Сотня ярдов, разделявшая нас с собакой, считалась запретной зоной. И тут уж точно было не место для игры в армию спасения. Заграждение было установлено на единственной «настоящей» дороге в этой части провинции Гильменд – асфальтированная однополоска тянулась с севера на юг примерно метров четыреста. Когда-то по ее обочине стояли лавки, торговавшие фруктами, овощами, часами, обувью, лекарствами и даже кассетами с музыкой. Все это добро щедро вываливалось на прилавки, в надежде прельстить тех, кто будет проезжать мимо.
Но сейчас там не было ни души, фасады магазинчиков, все в дырах от пуль, вострились покореженными металлическими щитами и обломками досок.
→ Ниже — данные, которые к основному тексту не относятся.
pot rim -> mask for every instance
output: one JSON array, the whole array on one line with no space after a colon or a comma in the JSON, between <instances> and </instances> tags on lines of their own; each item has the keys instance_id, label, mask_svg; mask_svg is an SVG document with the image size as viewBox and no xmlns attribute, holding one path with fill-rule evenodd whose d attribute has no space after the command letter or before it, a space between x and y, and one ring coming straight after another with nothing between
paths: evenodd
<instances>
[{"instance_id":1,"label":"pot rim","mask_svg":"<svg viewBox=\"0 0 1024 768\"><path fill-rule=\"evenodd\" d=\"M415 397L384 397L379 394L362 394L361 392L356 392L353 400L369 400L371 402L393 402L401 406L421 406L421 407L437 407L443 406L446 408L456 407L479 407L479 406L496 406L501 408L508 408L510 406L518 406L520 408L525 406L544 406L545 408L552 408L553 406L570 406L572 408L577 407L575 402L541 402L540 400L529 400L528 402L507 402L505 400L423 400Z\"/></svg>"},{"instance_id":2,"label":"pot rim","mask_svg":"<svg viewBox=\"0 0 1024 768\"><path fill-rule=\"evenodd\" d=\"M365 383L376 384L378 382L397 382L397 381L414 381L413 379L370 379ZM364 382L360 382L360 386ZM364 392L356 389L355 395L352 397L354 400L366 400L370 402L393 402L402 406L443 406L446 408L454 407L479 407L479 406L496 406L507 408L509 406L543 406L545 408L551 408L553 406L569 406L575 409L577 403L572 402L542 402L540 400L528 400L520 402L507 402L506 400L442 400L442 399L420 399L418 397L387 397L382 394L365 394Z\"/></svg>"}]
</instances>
Не место для прогулок, определенно, даже если в руках у тебя будет самый большой на свете белый флаг. Слишком велики шансы словить шальную пулю или нарваться на засаду местных боевиков Талибана, которые давно облюбовали проулки, ведущие прочь от дороги. Один из этих проулков мы даже называли Гранатовым – в честь «подарков», которые оттуда чаще всего прилетали.
И сейчас я обозревал окрестности, прекрасно понимая, что в любом из окрестных зданий могут скрываться талибы, которые только и ждут, когда кто-то из наших покинет лагерь.
Я закрыл глаза и спросил себя: ну почему такое должно было случиться именно со мной.
При этом я четко осознавал, что проще всего будет приказать Мейсу продолжать нести караул, как ни в чем не бывало, и забыть про собаку. Многие на моем месте так бы и поступили, не задумываясь. Пусть подыхает от голода или удушит себя проволочной петлей. Черт возьми, да этого пса могли и в качестве мишени использовать.
Но я знал, что не смогу отвернуться и уйти. Особенно с учетом всего, что нам довелось пережить за последние четыре месяца в Гильменде.
Я открыл глаза и снова посмотрел на белого пса. Он больше не вырывался и теперь лежал на земле, тяжело дыша.
Я изложил Мейсу свой план, хотя планом это можно было назвать лишь с натяжкой. Потом снял рацию и лишнее снаряжение, поставил все это на землю, рядом с мешками, а в карман штанов на всякий случай засунул лишнюю обойму.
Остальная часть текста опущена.